Mise en retrait de la société
Au collège, les professeurs l’orientent vers un CAP “employée de bureau”, sans lui laisser le choix, alors qu’elle aurait pu aller en filière générale. “Ça ne m’intéressait pas du tout, donc j’ai dévié”, se souvient-elle. Un accident lui causant de graves brûlures l’empêche de passer son diplôme. Elle commence un petit boulot dans une boulangerie, puis enchaîne les intérims. C’est ensuite “la dégringolade”. Enceinte à 20 ans, elle fuit sa famille et se retrouve seule, avec trois enfants dont l’une souffre d’un lourd handicap.
Fatiha tente de sortir de cette “vie de galère”. Elle découvre la philosophie à 33 ans et dévore de nombreux ouvrages. Elle tente aussi de s’engager dans des partis politiques. “Je ne faisais même pas le poids d’une plume, parce que je n’étais pas française, alors on ne m’écoutait pas. Je ne servais à rien”, regrette-t-elle. Alors peu à peu, elle se “met en retrait de la société”. “Ma fille souffrait de crises d’épilepsie. Je ne supportais plus les regards de pitié ou de peur des gens. Il n’y avait aucune entraide. Je me suis progressivement exclue toute seule”, se souvient-elle.
Rendre l’humain meilleur
C’est en se garant par hasard devant le jardin partagé d’ATD Quart Monde, à Mulhouse, qu’elle croise pour la première fois le Mouvement, en 2017. Intriguée, elle se renseigne, revient pour participer aux activités dans le jardin, puis au groupe local. Elle s’investit rapidement dans la Bibliothèque de rue, et dans le réseau Écologie et grande pauvreté. Le 17 octobre 2020, elle prend ainsi la parole place de la Bastille, à Paris, dans le cadre de la mobilisation Notre assiette pour demain pour affirmer l’indivisibilité des justices sociale et environnementale. “L’écologie, c’est vivre en harmonie avec la nature, mais aussi avec les autres, se respecter dans les échanges, pouvoir confronter les idées sans s’humilier les uns les autres, ni se culpabiliser. C’est être solidaires entre nous quand la vie est trop dure, même quand la communication devient difficile”, affirme-t-elle au micro devant des centaines de personnes.
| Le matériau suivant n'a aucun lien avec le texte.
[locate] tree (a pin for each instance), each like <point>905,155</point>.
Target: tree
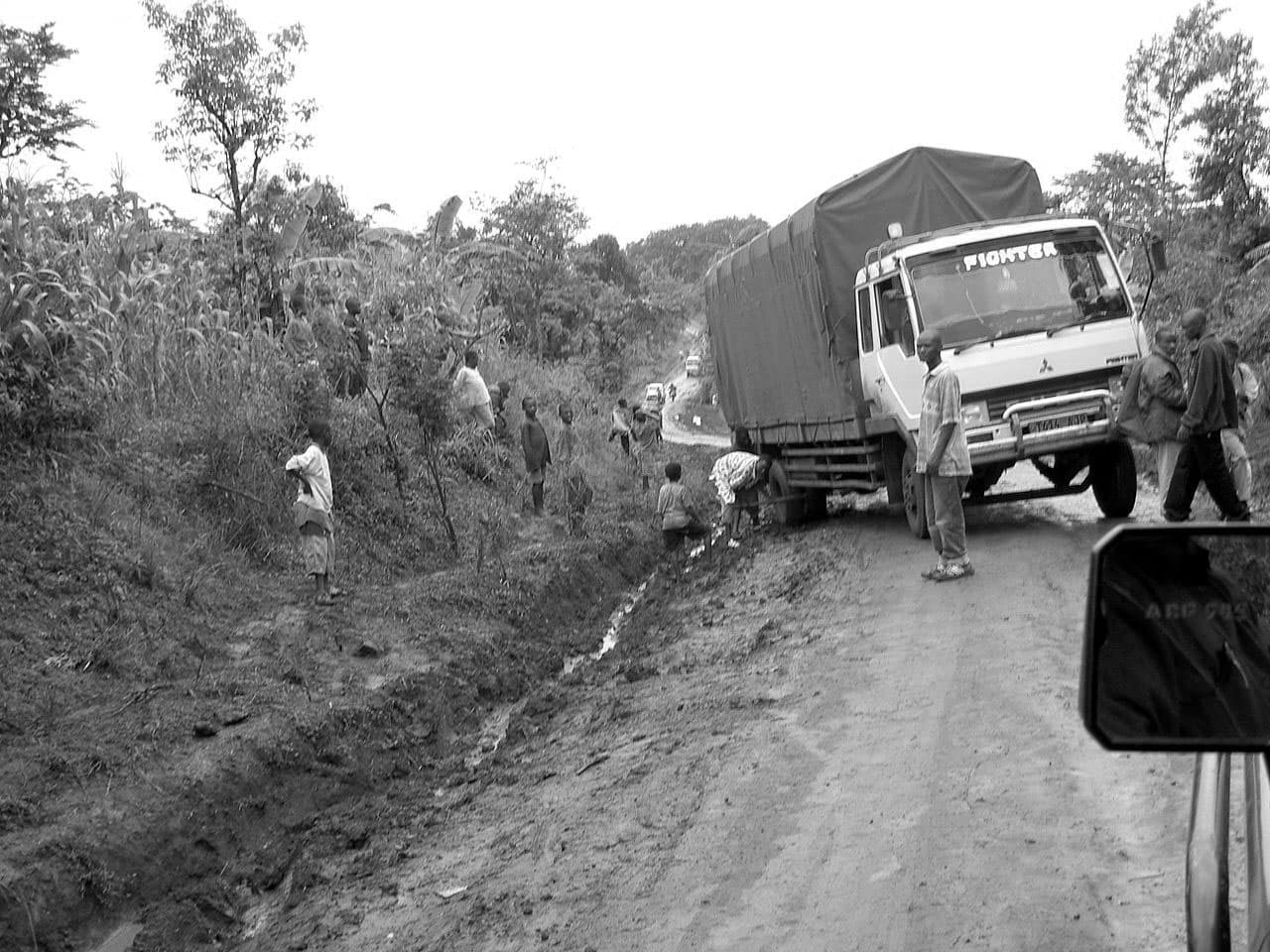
<point>232,112</point>
<point>1115,188</point>
<point>1233,141</point>
<point>30,121</point>
<point>1164,77</point>
<point>686,252</point>
<point>540,223</point>
<point>604,259</point>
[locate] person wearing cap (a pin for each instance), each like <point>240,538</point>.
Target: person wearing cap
<point>1211,407</point>
<point>1234,438</point>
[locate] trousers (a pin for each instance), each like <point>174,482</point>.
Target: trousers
<point>1202,460</point>
<point>945,517</point>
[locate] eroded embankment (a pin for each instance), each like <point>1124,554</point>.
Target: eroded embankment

Elle s’étonne de voir sa parole ainsi écoutée et a pour la première fois “l’impression d’être utile malgré [son] niveau social”. Avec une pointe de regret, Fatiha se dit que, si elle avait connu ATD Quart Monde avant, sa vie “aurait pris d’autres chemins”. “Je n’ai jamais été avec des gens qui puissent me tirer vers le haut, me montrer une voie différente. J’aurais vu l’école autrement, j’aurais pu demander conseils, connaître des personnes d’horizons variés…”, énumère-t-elle.
Elle veut ainsi rattraper le temps perdu et s’engage à fond, pour dénoncer notamment les “dégradations environnementales et sociales en cours”. Elle participe à un Croisement des savoirs et des pratiques, avec des chercheurs, des professionnels et quatre autres personnes ayant l’expérience de la pauvreté, dans le cadre de la conférence Archipel 2022, à Grenoble. “C’est pas parce qu’on est pauvre qu’on doit laisser les autres faire. Il ne faut pas qu’on soit spectateur, on a aussi notre mot à dire. C’est l’affaire de toutes et tous car les solutions trouvées par les plus pauvres sont souvent utiles à tous”, souligne-t-elle.
Fatiha portera probablement bientôt la voix d’ATD Quart Monde au sein du Conseil national des politiques de lutte contre la pauvreté et l’exclusion sociale, si la candidature est retenue. Pour elle, le Mouvement « redonne sa juste valeur à la devise Liberté, Égalité, Fraternité. Dans la société, on apprend qu’il faut être le meilleur, le plus fort, le plus beau, le plus riche… Mais ce n’est pas ça l’humain. ATD Quart Monde remet l’humain dans le bon sens, pour le rendre juste meilleur”. Et Fatiha espère bien y contribuer à son échelle. Julie Clair-Robelet
Ce portrait est extrait du Journal d’ATD Quart Monde de juin 2023.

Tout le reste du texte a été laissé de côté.